Per una questione di equilibrio Ranieri toglie Camoranesi e prova Marchisio nella ripresa, più sostanzioso. Ma il Bate gioca come all'oratorio, senza paura, veloce, allegro e un po' indisciplinato. Per questo Volodko arriva a tanto così dal palo con un inserimento di testa; per lo stesso motivo Nedved si apre lo spazio per il tiro da fuori ribattuto dai pugni di Veremko.

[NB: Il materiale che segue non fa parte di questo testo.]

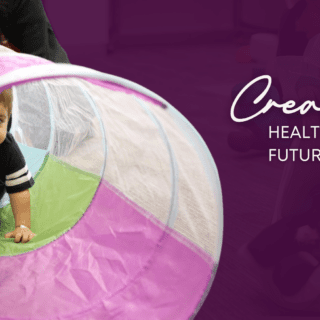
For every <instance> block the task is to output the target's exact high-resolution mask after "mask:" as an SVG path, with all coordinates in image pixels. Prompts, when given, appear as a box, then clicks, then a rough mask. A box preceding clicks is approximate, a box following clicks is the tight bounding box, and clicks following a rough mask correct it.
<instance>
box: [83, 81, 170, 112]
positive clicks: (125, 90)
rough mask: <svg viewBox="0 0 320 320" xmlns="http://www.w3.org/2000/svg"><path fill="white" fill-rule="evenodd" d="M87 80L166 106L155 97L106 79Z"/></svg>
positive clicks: (93, 82) (153, 103)
mask: <svg viewBox="0 0 320 320" xmlns="http://www.w3.org/2000/svg"><path fill="white" fill-rule="evenodd" d="M85 80H87V81H88V82H90V83H92V84H95V85H97V86H100V87H104V88H108V89H110V90H112V91H120V92H125V93H127V94H133V95H135V96H136V97H137V98H141V99H142V100H145V101H147V102H151V103H153V104H155V105H158V106H160V107H162V108H166V106H164V105H163V104H162V103H161V102H159V101H157V100H155V99H152V98H150V97H148V96H145V95H143V94H141V93H139V92H136V91H134V90H131V89H128V88H126V87H123V86H121V85H119V84H116V83H111V82H107V81H101V80H98V79H85Z"/></svg>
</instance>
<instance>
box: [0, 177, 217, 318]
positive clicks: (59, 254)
mask: <svg viewBox="0 0 320 320" xmlns="http://www.w3.org/2000/svg"><path fill="white" fill-rule="evenodd" d="M153 219H154V218H153ZM155 222H156V221H155V220H154V221H152V219H148V218H147V217H146V216H145V214H142V213H141V212H139V210H138V207H137V206H136V205H135V204H134V203H132V202H130V201H129V200H128V199H126V198H125V197H124V196H123V195H121V194H120V193H119V191H117V190H116V189H114V188H113V187H111V186H110V185H109V184H108V183H107V182H106V181H103V182H102V183H101V185H100V186H99V188H98V191H97V193H96V195H95V197H94V199H93V201H92V203H91V205H90V207H89V209H88V210H87V212H86V213H85V215H84V216H83V218H82V219H81V220H80V221H79V222H78V223H77V224H76V225H75V226H74V227H73V228H72V229H71V230H70V231H69V232H67V233H66V234H64V235H63V236H61V237H60V238H58V239H57V240H56V241H54V242H52V243H51V244H49V245H46V246H44V247H42V248H40V249H37V250H35V251H32V252H29V253H27V254H23V255H19V256H14V257H1V258H0V283H1V285H0V297H1V298H0V299H1V301H0V305H1V308H0V319H2V320H3V319H33V320H36V319H39V320H40V319H45V320H49V319H56V320H58V319H59V320H62V319H78V320H80V319H87V320H91V319H92V320H93V319H95V320H100V319H101V320H102V319H117V320H120V319H121V320H123V319H189V317H190V316H191V315H192V314H193V312H194V310H195V308H196V306H197V305H198V303H199V302H200V300H201V297H202V296H203V294H204V293H205V290H206V288H207V286H208V283H209V281H210V278H211V275H212V269H213V263H212V262H209V260H208V259H203V258H204V256H203V253H202V257H201V256H200V255H198V254H196V253H195V252H194V251H193V250H191V249H190V248H189V245H186V244H187V243H188V241H187V240H186V242H185V243H186V244H182V243H181V242H180V241H178V240H177V239H176V236H175V235H174V234H169V233H165V235H166V236H165V239H164V240H163V241H162V242H161V244H160V245H159V238H160V237H161V236H162V235H164V233H163V229H164V227H163V226H161V225H160V223H159V222H157V223H155ZM199 253H200V251H199Z"/></svg>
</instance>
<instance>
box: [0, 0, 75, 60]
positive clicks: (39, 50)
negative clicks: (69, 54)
mask: <svg viewBox="0 0 320 320" xmlns="http://www.w3.org/2000/svg"><path fill="white" fill-rule="evenodd" d="M0 33H2V34H3V35H4V37H5V39H4V38H3V37H2V40H3V41H2V43H3V45H5V46H7V47H9V48H11V49H13V50H15V51H18V52H21V53H27V54H32V55H35V56H38V57H41V58H45V59H47V60H50V61H53V62H56V63H70V62H69V59H68V56H67V54H66V52H65V51H64V50H63V48H62V47H61V45H60V44H59V42H58V40H57V39H56V36H55V34H54V32H53V30H52V27H51V24H50V22H49V19H48V18H47V16H46V13H45V11H44V8H43V5H42V2H41V0H2V1H0Z"/></svg>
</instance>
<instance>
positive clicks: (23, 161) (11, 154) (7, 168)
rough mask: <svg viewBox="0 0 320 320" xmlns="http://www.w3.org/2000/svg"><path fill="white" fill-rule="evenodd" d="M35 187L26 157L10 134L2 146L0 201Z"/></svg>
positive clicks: (0, 167)
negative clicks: (25, 160) (4, 193)
mask: <svg viewBox="0 0 320 320" xmlns="http://www.w3.org/2000/svg"><path fill="white" fill-rule="evenodd" d="M33 185H34V180H33V178H32V176H31V172H30V171H29V170H28V166H27V164H26V161H25V159H24V156H23V154H22V152H21V150H20V148H19V146H18V144H17V143H16V141H15V140H14V138H13V136H12V135H11V134H10V133H7V137H6V139H5V140H4V142H3V143H2V144H0V199H1V198H2V197H3V195H4V193H5V192H7V193H9V194H11V193H16V192H20V191H24V190H27V189H29V188H31V187H32V186H33Z"/></svg>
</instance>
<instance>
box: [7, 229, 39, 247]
mask: <svg viewBox="0 0 320 320" xmlns="http://www.w3.org/2000/svg"><path fill="white" fill-rule="evenodd" d="M34 236H35V234H34V233H33V232H32V231H31V230H30V229H29V228H20V227H18V228H15V230H14V231H11V232H9V233H7V234H6V235H5V236H4V237H5V238H6V239H8V238H14V242H16V243H18V242H20V241H21V242H22V243H26V242H28V241H30V240H31V239H32V238H33V237H34Z"/></svg>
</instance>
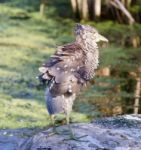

Lo stesso che si vede scavalcato da Del Piero al quarto d'ora, ma la punta è messa lì senza possibilità di dare una direzione al pallone. Nel fumo bielorusso la Juve ogni tanto esce fuori come una lama, ma prima Nedved non trova la porta da fuori, poi Del Piero decide di fare tutto da solo invece di servire Giovinco solo soletto. Ci sarebbe spazio per infilare il terzo gol nel cuore del Bate stanco e contento, ma Nedved e Chiellini (in rovesciata al 94') non se la sentono. Finisce 2-2, e l'onore del girone H è salvo: primo il Real Madrid, seconda la Juve. L'est è indietro. Ma mica tanto...
TABELLINO
BATE BORISOV (4-2-3-1): Veremko 6,5; Kazantsev 6, Sosnovski 6, Rzhevski 5,5, Yurevich 6; Volodko 6,5, Likhtarovich 5,5 (25' st Sivakov 6); Nekhaychik 6 (41' st Mirchev sv), Kryvets 6,5, Stasevich 7; Rodionov 6,5 (47' st Pecha sv). A disp. Gutor, Bliznyuk, Skavysh, Sakharov. All. Goncharenko 6,5
JUVENTUS (4-4-2): Manninger 4,5; Grygera 5, Legrottaglie 5 (18' pt Knezevic 6), Chiellini 5,5, De Ceglie 6; Giovinco 7,5, Camoranesi 5 (1' st Marchisio 6), Sissoko 5,5, Nedved 5,5; Del Piero 6, Iaquinta 7,5 (36' st Amauri sv). A disp. Chimenti, Salihamidzic, Molinaro, Marchionni. All. Ranieri 6
Arbitro: Atkinson (Ing) 6
Marcatori: 17' pt Kryvets (B), 23' pt Stasevich (B), 29' pt e 48' pt Iaquinta (J) Note: ammoniti Nekhaychik, Grygera, Volodko, Kazantsev, Sissoko, Marchisio. Recupero 4' pt e 4' st. Spettatori 40.000 circa.